Sosyal medyayla ilgili konuşurken, “Atılan taş zedelenen itibara
değmemiştir” ya da “Öfkeyle kalkan zararla oturur. Burada zarar
ortak zarardır” demesi siyaset yapmak değildir de nedir? MİT Yasası
ile ilgili siyasi görüşünü bildirmesi dil sürçmesi midir?
Daha başka örnekler de var konuşmada ancak benim için sözün bittiği
yer, en vahim nokta maalesef Feyzioğlu’nun Dışişleri’ndeki
stratejik toplantının apaçık bir casusluk faaliyeti olarak
dinlenmesini de konu edip, kim dinlediyse bulunmalı vs gibi şeyler
söyledikten sonra içeriğe girmesi ve Türkiye Cumhuriyeti’nin dış
politikasını bir manipülasyon aracı olarak kullanılan kayıt
üzerinden sorgulamaya girişmesidir. Barolar Birliği Başkanlığı
neyin “Yurtta sulh, cihanda sulh” ilkesine uygun olup olmadığını
söyleme makamı mıdır? Üstelik benim de katıldığım önemli bir devlet
yetkilisinin düzenlediği toplantıda “Servis edilen kayıt 59
dakikalık ön toplantının kırpılarak dezenformasyon amaçlı 13
dakikaya indirilmiş halidir” denmişken?
FEYZİOĞLU'NUN AK PARTİ VE ERDOĞAN
NEFRETİ
Devlet açıkça kendi güvenliğini tehdit eden bu operasyona karşı
bütün olmuşken Feyzioğlu, Ak Parti ve Başbakan nefretiyle herhalde
devlete meydan okuduğunu fark etmemiş olacak...

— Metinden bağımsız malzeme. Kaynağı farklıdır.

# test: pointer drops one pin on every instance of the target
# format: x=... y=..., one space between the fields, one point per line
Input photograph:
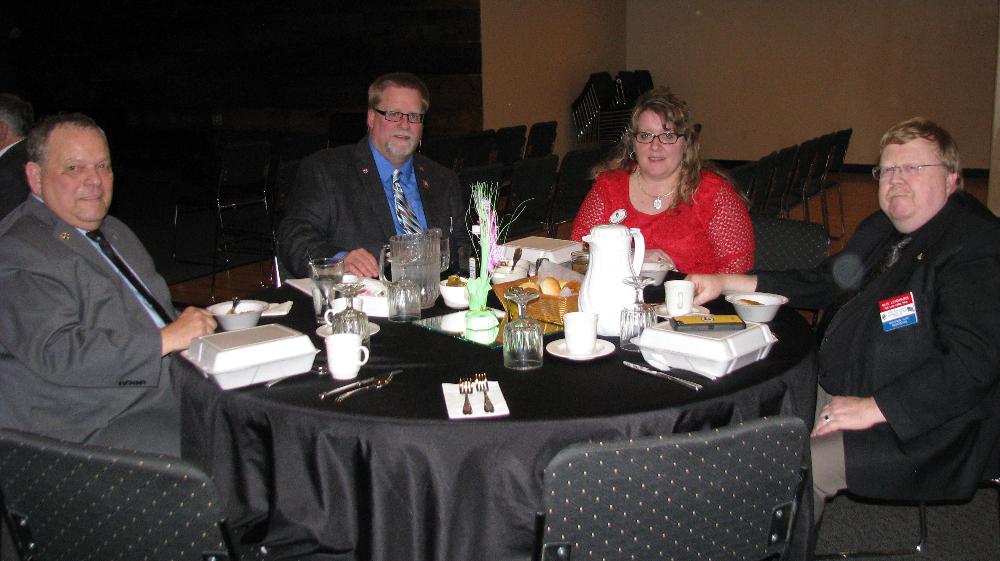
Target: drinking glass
x=350 y=319
x=638 y=282
x=325 y=272
x=403 y=297
x=634 y=319
x=522 y=337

Aynı zamanda bu duygu durumu devlet adabına uygun davranmayı da
unutturmuş görünüyor. Zira ev sahibinin yarım saatle sınırlı bir
konuşma yaptığın salonda siyasi mesajlarının yarattığı heyecanla
bir saate yakın konuşmasını nasıl açıklayabiliriz?
Nihayetinde Türkiye bu ve benzeri konuşmaların rahatlıkla
yapılabildiği bir ülke. Bırakırsınız hukuk adamlığını, sıvarsınız
kolları, girersiniz siyasete... Ama öyle cüppeyle meydan okuma
zamanları geçti artık...
FEYZİOĞLU CHP LİDERLİĞİ İÇİN NABIZ YOKLADI
Feyzioğlu’nun böyle bir konuşmaya cesaret etmesinin altındaki sebeplerden biri de muhalefet koltuğunun hakkıyla doldurulmaması. Bu ülkede iktidara rakip olabilecek bir muhalefete ihtiyaç var. O boşluk orada durdukça eski reflekslerin depreşmesi kolaylaşıyor. Feyzioğlu’nun ismi bir ara CHP Genel Başkanlığı için kulislerde geçiyordu. Anlaşılan kürsüden bunun için nabız yoklaması yapıyor.